Идея соединить в названии понятие «левизны» в искусстве (а значит, борьбы со всеми сформировавшимися представлениями об эстетических ценностях) с «академией» и «классикой» (то есть как раз с чем-то устоявшимся и признанным) представляла собой характерный для авангардного творчества оксюморон (сочетание противоположных характеристик в одном понятии), однако смысл смены названия был несколько глубже. Идея его состояла в том, чтобы «застолбить» свое место в современном авангарде, указать на своего рода образцовый характер своего пути в литературе. Кроме этого, подспудно в названии содержится намек на то, что в творчестве «левых классиков» обновлялось наследие классической литературы — позже, в декларации ОБЭРИУ Н. Заболоцкий назовет это «„классическим“ отпечатком», который несет на себе поэзия Хармса.

Однако всего через три дня, 28 марта, после выступления «Академии левых классиков» на собрании литературного кружка Высших курсов искусствоведения при ГИИИ в газете «Смена» была напечатана разгромная статья «Дела литературные (о „чинарях“)», авторами которой были участники кружка Н. Иоффе и Л. Железнов.
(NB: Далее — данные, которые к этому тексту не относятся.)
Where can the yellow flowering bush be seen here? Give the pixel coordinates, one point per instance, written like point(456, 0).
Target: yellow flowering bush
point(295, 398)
В ней подробно рассказывалось о скандале, возникшем после выступления группы:

«„Чинарь“, прочитав несколько своих стихов, решил осведомиться, какое действие они производят на аудиторию.

— Читать ли еще? — осведомился он.

— Нет, не стоит, — раздался голос. Это сказал молодой начинающий писатель Берлин — председатель Лен. Леф’а.

„Чинари“ обиделись и потребовали удаления Берлина с собрания. Собрание единодушно запротестовало.

Тогда, взобравшись на стул, „чинарь“ Хармс, член Союза поэтов, „великолепным“ жестом подняв вверх руку, вооруженную палкой, заявил:

— Я в конюшнях и публичных домах не читаю!

Студенты категорически запротестовали против подобных хулиганских выпадов лиц, являющихся в качестве официальных представителей литературной организации на студенческие собрания. Они требуют от Союза поэтов исключения Хармса, считая, что в легальной советской организации не место тем, кто на многолюдном собрании осмеливается сравнить советский ВУЗ с публичным домом и конюшнями».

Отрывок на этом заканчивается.